When you told the band, ‘This is my headspace and this is what I’ve written,’ were they all on board?
“Yeah, they were really up for it! This was actually the first album in a long time – or maybe the only album – that we’ve made where we were all on the same page. That doesn’t take anything away from the other albums, but that is rare to be on the same page, creatively, at the same time. There’s five of us! We all contribute equally, and everything is split five ways, so there’s a lot of cooks in the kitchen, so to speak. But straight away everyone was like, ‘Oh yeah, I’m all in for this.’ That was awesome, and it made things quite smooth when we were putting the songs together. There were no big roadblocks to overcome.”
The album opener and title-track, Datura (dusk), is so different to previous album GLUE’s explosive first track Everything Is Ordinary. What gives you the most amount of pride about that song?
“I love that intro – it might be my favourite track on the record. I think we realised that a lot of our albums have exploded and have gone all-out straight away, and that’s really cool. I like a lot of albums that do that, and it also reflects what we usually do live. But I wanted to set the tone, because this record is quite a big emotional commitment – it’ll be two albums that will probably end up spanning three-to-four years of our lives, so I wanted to give it the gravitas that I felt it deserved. And the lyrics are a poem that I wrote two years ago in the pandemic, and I had it sitting around for ages and I wanted to do something with it. We had multiple versions of it. There was one version where it was just an acoustic guitar, and it was like a Nirvana vibe, and then there were other versions that were more of a full song. But we had written Floodlights on the square, and we thought it would be such a cool way to go into that, and plant our flag in the sand of this record.”

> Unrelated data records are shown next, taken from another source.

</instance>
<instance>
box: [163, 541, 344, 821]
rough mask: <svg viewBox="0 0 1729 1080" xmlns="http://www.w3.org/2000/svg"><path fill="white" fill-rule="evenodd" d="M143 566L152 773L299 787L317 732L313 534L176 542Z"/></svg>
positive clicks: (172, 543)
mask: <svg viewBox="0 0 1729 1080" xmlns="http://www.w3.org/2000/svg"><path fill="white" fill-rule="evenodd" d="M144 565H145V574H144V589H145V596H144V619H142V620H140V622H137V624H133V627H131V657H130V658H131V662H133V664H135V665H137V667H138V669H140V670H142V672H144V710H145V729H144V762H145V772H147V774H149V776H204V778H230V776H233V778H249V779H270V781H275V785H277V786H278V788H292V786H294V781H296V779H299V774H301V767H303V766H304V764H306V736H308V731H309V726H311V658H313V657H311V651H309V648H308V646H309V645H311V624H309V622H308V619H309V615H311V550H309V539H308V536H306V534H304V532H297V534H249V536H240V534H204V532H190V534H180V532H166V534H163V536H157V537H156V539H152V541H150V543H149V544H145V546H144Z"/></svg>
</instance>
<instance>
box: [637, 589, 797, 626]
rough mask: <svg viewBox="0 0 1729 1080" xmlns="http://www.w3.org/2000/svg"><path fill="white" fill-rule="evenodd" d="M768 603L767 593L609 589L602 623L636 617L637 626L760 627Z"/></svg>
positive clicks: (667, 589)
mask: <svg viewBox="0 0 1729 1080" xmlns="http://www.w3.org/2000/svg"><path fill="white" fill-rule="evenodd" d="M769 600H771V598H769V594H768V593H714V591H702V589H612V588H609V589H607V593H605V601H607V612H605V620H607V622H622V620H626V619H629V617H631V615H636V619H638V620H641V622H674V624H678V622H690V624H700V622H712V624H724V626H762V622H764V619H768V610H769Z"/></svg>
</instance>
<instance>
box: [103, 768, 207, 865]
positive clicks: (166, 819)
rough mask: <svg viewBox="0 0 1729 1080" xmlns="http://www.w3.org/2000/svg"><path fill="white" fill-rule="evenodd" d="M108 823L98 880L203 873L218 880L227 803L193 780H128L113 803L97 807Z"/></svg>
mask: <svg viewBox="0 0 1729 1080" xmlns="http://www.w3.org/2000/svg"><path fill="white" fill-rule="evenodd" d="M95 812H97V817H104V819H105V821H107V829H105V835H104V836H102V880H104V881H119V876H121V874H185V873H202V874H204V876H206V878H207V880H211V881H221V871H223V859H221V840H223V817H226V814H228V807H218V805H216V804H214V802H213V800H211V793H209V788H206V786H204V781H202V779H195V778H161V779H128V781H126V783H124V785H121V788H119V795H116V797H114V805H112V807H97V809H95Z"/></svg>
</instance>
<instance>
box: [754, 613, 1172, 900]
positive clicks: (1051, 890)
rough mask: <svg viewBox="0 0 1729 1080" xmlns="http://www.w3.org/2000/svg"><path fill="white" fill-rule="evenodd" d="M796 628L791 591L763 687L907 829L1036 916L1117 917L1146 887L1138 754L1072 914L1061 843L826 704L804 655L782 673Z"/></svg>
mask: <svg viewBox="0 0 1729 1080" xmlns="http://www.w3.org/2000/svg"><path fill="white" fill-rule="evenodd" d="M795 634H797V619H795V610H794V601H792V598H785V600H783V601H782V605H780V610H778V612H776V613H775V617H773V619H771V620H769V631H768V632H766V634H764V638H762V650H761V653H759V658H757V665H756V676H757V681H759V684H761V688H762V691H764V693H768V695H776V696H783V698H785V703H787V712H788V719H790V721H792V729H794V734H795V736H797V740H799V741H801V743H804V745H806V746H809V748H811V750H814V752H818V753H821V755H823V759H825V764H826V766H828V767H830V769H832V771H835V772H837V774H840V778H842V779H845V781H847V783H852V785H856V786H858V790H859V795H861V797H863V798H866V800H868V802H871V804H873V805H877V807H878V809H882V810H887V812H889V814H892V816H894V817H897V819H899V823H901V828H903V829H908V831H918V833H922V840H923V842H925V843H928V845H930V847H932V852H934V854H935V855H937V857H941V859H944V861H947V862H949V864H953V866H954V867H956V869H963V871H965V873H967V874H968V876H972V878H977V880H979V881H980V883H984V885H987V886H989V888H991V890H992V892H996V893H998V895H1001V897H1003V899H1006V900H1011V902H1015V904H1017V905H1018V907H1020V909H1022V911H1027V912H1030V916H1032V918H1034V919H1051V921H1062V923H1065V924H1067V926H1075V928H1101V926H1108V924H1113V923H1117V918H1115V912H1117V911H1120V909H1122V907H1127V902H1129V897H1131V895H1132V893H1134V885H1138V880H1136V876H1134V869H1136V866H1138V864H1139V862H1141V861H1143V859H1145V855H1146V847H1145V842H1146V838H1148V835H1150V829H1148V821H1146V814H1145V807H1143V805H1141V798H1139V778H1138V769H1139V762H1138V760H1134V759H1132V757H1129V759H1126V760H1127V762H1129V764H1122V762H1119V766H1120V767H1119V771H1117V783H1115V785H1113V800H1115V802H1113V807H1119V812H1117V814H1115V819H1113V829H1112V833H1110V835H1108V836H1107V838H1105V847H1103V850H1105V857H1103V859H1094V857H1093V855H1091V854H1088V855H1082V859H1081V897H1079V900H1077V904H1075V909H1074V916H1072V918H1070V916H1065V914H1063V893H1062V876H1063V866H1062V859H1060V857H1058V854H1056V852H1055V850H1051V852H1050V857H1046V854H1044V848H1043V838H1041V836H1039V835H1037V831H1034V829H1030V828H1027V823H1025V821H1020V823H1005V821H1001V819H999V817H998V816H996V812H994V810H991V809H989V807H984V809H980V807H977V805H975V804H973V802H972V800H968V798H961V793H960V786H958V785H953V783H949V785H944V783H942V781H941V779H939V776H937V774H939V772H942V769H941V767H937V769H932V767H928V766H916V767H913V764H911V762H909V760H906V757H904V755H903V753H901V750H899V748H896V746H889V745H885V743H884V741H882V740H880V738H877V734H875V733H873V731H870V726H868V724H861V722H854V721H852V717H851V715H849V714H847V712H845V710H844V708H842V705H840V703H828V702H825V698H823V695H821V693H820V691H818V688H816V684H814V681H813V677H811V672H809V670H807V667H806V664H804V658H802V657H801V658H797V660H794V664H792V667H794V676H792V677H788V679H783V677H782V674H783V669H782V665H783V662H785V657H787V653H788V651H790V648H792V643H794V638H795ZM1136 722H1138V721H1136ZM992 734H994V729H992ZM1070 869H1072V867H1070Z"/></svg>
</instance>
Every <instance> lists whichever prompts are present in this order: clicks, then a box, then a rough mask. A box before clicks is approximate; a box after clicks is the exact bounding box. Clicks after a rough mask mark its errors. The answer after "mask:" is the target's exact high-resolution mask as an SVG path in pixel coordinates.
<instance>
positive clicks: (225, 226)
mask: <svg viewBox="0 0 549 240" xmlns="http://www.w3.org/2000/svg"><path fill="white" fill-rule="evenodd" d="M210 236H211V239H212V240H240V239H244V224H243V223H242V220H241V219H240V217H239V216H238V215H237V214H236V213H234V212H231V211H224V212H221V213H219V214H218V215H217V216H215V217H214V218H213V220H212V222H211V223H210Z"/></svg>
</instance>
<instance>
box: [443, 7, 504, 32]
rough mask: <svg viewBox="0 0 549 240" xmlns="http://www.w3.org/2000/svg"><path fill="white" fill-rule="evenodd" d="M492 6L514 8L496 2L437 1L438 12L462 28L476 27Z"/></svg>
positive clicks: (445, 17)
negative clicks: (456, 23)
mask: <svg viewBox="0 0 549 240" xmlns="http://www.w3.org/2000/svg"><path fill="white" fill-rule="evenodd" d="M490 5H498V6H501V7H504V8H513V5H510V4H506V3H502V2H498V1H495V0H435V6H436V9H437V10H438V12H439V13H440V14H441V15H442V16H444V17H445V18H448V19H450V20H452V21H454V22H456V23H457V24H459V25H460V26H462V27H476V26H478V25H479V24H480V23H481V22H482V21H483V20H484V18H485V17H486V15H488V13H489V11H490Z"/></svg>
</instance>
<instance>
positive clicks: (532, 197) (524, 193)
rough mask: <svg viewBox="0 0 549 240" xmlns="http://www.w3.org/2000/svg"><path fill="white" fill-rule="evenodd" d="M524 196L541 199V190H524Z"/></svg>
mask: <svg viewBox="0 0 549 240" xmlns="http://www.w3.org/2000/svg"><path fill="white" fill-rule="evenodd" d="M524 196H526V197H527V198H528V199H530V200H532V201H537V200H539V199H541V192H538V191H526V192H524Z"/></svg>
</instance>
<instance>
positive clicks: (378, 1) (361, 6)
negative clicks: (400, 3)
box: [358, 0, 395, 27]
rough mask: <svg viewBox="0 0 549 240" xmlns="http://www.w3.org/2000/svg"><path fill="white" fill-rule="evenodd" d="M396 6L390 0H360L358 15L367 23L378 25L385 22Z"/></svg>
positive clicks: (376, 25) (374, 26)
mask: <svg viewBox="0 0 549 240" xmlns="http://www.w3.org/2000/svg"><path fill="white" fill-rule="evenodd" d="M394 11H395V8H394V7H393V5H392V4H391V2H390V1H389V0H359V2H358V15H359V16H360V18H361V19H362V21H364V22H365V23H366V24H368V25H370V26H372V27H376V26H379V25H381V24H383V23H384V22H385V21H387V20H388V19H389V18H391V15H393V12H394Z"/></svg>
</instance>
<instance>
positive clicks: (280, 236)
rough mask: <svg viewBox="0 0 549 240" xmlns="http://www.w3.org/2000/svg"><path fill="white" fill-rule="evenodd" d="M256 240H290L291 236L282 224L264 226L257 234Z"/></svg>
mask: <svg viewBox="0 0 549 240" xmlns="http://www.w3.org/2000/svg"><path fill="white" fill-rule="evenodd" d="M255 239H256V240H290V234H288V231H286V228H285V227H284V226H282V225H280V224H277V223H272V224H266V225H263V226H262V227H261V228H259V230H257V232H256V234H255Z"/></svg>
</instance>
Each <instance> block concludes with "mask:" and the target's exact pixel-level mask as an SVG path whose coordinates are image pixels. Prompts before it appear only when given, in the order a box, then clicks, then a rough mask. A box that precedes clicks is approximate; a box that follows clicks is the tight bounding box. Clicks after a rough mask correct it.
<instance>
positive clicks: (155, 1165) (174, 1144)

Equally, you’ve got the likes of Foxglove and Passenger which have your typically massive Boston Manor choruses. How did you strike that balance between those and then the moodier, more soundtrack-esque stuff?
“We’re good at writing those big, energetic songs that everyone can sing along to, and that’s been our bread and butter. If we were to play a show or release a record that was missing those moments, it would be doing a disservice to our fans, I think. But, at the same time, we don’t get out of bed in the morning just to make those songs. We’re a bit older than we were when we first started the band (laughs), and our tastes have changed, and we want to satiate our own artistic self-indulgence, I suppose. We want to have a bit of fun and surprise ourselves. Without sounding arrogant, [the more anthemic songs] come quite naturally to us, and what really excites me is the more unusual songs in our repertoire.”